HE may be living in exile, but he’s not exactly slumming it.
Reporters from the television programme Viva la Vida have traced Spain’s disgraced King Emeritus, Juan Carlos I, to a secluded, paradise island in Abu Dhabi.
A 15 minute boat ride from the mainland, Nurai measures just one kilometre squared and is home to a swanky hotel as well as 11 luxurious villas that are ‘hidden behind vegetation.’
One of them, worth an estimated €11 million, has become the former king’s exile pad.
Owned by the Al-Qubaisi family, with whom Carlos I is staying, the two-storey house has six bedrooms, seven bathrooms, a panoramic sea view, spacious lounges, a snooker room, a table football room, its own cinema, a private beach, and an infinity pool.
Altogether the plot is some 4150 metres squared.

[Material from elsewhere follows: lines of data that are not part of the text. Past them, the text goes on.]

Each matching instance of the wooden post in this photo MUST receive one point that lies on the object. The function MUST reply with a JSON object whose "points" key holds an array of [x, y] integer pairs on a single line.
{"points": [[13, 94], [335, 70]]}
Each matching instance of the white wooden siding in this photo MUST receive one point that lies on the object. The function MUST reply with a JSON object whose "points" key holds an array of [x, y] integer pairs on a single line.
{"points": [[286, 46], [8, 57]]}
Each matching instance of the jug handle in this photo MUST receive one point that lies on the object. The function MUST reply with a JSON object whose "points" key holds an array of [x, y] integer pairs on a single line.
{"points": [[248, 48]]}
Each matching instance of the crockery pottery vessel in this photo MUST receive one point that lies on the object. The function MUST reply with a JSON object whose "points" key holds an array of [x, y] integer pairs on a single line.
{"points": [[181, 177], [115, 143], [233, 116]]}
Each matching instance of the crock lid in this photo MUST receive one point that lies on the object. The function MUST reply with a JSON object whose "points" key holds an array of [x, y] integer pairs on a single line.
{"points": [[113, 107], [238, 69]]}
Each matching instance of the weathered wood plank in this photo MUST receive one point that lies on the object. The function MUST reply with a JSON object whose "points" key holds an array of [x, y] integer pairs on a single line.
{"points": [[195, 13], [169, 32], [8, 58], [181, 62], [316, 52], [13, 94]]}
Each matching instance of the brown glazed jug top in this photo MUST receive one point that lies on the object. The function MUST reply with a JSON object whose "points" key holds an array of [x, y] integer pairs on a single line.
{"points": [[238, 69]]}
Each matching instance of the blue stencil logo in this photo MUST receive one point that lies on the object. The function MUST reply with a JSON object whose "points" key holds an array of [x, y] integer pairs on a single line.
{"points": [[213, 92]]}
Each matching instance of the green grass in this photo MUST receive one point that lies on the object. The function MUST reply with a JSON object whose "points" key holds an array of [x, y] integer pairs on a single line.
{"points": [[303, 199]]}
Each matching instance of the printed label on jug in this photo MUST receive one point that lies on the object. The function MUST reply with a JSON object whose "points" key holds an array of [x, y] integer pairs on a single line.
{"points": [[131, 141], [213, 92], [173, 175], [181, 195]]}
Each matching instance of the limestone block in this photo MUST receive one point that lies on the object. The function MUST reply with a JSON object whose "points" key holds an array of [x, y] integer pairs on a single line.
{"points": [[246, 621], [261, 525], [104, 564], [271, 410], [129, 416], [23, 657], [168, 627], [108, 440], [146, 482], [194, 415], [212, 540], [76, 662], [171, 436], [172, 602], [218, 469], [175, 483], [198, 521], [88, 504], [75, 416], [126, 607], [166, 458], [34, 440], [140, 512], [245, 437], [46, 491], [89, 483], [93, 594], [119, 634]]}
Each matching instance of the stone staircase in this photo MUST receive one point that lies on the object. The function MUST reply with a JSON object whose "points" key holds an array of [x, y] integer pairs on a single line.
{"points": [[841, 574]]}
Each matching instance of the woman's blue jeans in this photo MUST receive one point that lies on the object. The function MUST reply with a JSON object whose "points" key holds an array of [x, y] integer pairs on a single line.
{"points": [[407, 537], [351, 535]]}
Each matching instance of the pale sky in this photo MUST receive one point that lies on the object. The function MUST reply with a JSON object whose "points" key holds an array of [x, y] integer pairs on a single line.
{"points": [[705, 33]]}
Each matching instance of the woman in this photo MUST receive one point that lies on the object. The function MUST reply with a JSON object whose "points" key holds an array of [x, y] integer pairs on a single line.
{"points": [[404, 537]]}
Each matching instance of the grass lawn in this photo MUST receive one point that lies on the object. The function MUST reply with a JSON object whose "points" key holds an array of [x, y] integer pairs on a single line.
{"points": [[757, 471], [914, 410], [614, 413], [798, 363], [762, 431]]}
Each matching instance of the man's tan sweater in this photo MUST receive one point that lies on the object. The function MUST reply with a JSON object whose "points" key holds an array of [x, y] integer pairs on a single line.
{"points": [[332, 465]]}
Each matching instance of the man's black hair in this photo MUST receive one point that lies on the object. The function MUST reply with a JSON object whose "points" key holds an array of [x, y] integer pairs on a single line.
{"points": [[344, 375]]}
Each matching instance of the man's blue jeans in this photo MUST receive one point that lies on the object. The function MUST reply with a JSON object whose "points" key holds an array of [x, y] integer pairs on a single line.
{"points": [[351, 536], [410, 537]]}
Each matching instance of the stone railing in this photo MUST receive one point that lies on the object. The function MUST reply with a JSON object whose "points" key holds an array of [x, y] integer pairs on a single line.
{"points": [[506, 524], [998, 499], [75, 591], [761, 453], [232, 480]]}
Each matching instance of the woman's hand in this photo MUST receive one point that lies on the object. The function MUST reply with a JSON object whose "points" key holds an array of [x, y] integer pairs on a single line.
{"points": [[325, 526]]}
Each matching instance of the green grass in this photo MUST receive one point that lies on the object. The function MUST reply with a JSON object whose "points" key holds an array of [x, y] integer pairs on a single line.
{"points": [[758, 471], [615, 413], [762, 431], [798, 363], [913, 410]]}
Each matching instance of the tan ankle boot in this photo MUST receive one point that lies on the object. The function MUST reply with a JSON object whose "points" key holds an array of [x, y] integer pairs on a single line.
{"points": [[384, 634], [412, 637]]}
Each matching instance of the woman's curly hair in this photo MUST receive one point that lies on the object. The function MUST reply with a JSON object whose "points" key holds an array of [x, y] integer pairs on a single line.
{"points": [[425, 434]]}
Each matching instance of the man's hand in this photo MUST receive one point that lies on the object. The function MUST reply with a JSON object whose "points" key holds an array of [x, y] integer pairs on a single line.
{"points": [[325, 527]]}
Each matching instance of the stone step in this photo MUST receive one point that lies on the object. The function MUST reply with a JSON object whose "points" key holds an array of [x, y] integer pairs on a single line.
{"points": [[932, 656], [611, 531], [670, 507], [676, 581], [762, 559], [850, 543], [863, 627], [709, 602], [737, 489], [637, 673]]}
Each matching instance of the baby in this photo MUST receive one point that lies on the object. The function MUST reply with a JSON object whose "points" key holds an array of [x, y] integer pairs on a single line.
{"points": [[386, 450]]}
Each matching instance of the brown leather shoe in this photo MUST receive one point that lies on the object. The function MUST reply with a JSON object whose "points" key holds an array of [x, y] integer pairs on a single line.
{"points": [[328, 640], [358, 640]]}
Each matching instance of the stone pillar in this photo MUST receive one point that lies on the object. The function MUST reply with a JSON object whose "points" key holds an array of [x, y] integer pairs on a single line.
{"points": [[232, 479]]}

Embroiled in numerous controversies, among them an elephant-hunting trip to Botswana in 2012, Carlos I abdicated in 2014 and has since been investigated for various financial crimes.
These include the use of ‘opaque credit cards’, for which he had to pay €678,393,72 to Spain’s tax agency in what constitutes an admission of fraud.
He left Spain on August 3, 2020, to go into exile, which is apparently not so bad after all.